IF 3.1 4区 生物学 Q4 MATHEMATICAL & COMPUTATIONAL BIOLOGY Pub Date : 2020-12-24 Epub Date: 2020-12-07 DOI: 10.1007/s40484-020-0226-1
Yawei Li, Yuan Luo

Background: With improvements in next-generation DNA sequencing technology, lower cost is needed to collect genetic data. More machine learning techniques can be used to help with cancer analysis and diagnosis.

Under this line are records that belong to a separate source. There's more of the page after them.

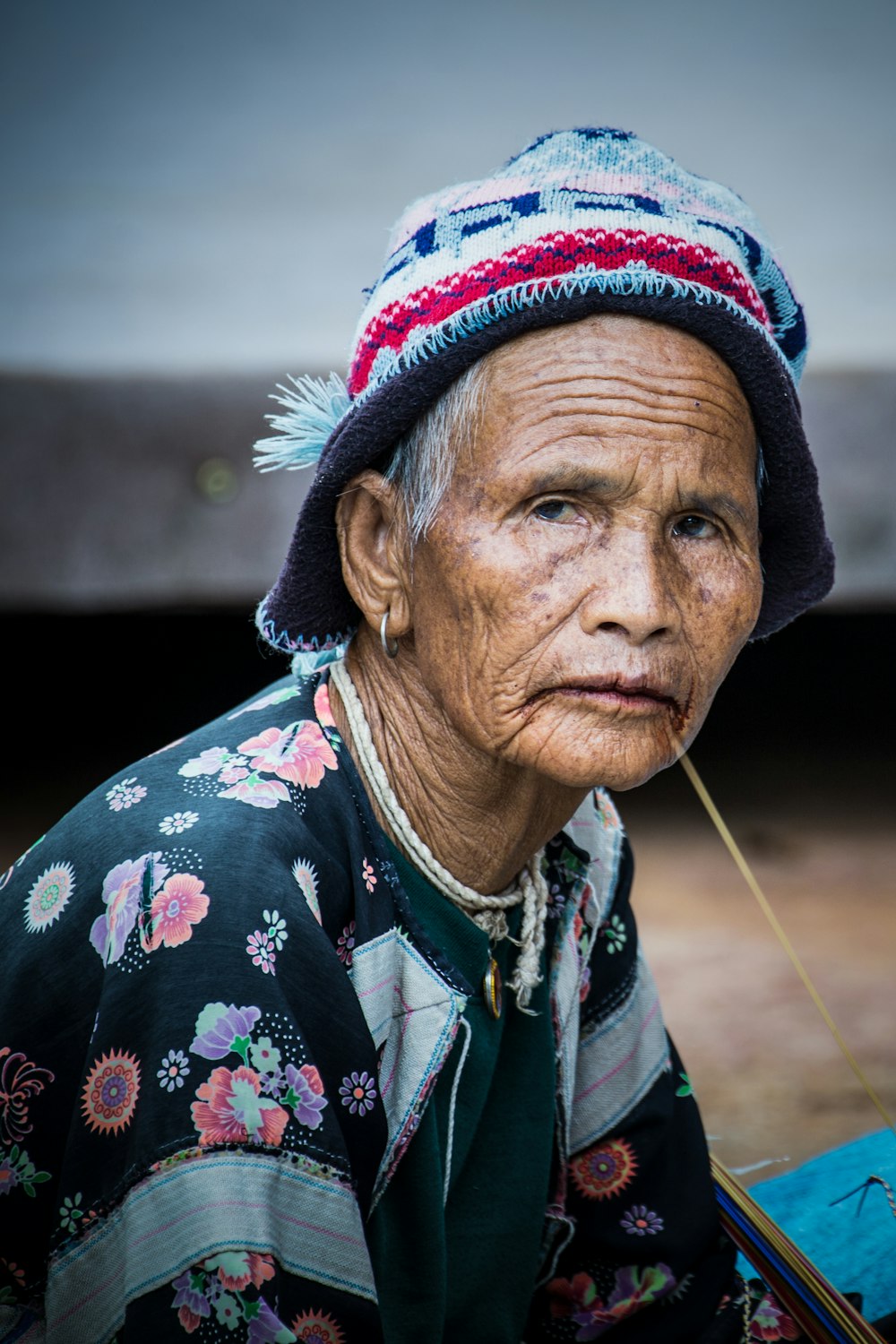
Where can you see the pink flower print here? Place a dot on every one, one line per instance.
(312, 1328)
(231, 1109)
(358, 1093)
(121, 895)
(641, 1220)
(125, 795)
(207, 762)
(238, 1269)
(257, 793)
(323, 706)
(265, 1055)
(261, 949)
(109, 1096)
(174, 1070)
(180, 905)
(21, 1082)
(234, 773)
(306, 1094)
(298, 753)
(188, 1320)
(346, 943)
(48, 897)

Methods: We developed an ensemble machine learning system named performance-weighted-voting model for cancer type classification in 6,249 samples across 14 cancer types. Our ensemble system consists of five weak classifiers (logistic regression, SVM, random forest, XGBoost and neural networks). We first used cross-validation to get the predicted results for the five classifiers. The weights of the five weak classifiers can be obtained based on their predictive performance by solving linear regression functions. The final predicted probability of the performance-weighted-voting model for a cancer type can be determined by the summation of each classifier's weight multiplied by its predicted probability.

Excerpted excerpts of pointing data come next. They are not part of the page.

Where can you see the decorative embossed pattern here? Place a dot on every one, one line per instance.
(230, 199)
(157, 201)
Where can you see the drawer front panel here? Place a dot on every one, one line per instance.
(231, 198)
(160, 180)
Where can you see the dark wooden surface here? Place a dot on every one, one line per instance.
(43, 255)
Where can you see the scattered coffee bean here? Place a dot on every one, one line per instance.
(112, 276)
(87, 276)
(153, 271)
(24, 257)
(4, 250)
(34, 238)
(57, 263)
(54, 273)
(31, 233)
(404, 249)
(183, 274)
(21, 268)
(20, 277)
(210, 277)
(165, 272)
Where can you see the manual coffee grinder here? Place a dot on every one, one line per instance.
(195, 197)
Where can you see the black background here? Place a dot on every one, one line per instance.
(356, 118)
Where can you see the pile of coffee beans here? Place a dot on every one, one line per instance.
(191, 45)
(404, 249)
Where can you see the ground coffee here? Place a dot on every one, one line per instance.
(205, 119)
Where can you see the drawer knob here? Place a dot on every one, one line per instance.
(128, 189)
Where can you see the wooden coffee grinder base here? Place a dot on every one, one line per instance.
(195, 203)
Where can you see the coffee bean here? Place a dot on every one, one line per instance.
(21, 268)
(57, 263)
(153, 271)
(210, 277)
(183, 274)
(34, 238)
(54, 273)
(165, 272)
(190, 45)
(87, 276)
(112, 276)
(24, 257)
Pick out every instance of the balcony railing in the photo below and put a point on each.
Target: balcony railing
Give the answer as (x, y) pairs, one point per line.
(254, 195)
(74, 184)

Results: Using the somatic mutation count of each gene as the input feature, the overall accuracy of the performance-weighted-voting model reached 71.46%, which was significantly higher than the five weak classifiers and two other ensemble models: the hard-voting model and the soft-voting model. In addition, by analyzing the predictive pattern of the performance-weighted-voting model, we found that in most cancer types, higher tumor mutational burden can improve overall accuracy.

Conclusion: This study has important clinical significance for identifying the origin of cancer, especially for those where the primary cannot be determined. In addition, our model presents a good strategy for using ensemble systems for cancer type classification.

背景:随着下一代DNA测序技术的进步,需要更低的成本来收集基因数据。更多的机器学习技术可以用来帮助癌症分析和诊断。方法:我们开发了一个名为性能加权投票模型的集成机器学习系统,用于14种癌症类型的6249个样本的癌症类型分类。我们的集成系统由五个弱分类器(逻辑回归、支持向量机、随机森林、XGBoost和神经网络)组成。我们首先使用交叉验证来获得五个分类器的预测结果。通过求解线性回归函数,可以根据五个弱分类器的预测性能得到其权重。性能加权投票模型对癌症类型的最终预测概率可以通过每个分类器的权重乘以其预测概率的总和来确定。结果:以每个基因的体细胞突变数作为输入特征,性能加权投票模型的整体准确率达到71.46%,显著高于5个弱分类器和另外两种集成模型:硬投票模型和软投票模型。此外,通过分析性能加权投票模型的预测模式,我们发现在大多数癌症类型中,更高的肿瘤突变负担可以提高整体准确性。结论:本研究对于鉴别肿瘤的起源,特别是对于原发不能确定的肿瘤,具有重要的临床意义。此外,我们的模型为使用集成系统进行癌症类型分类提供了一个很好的策略。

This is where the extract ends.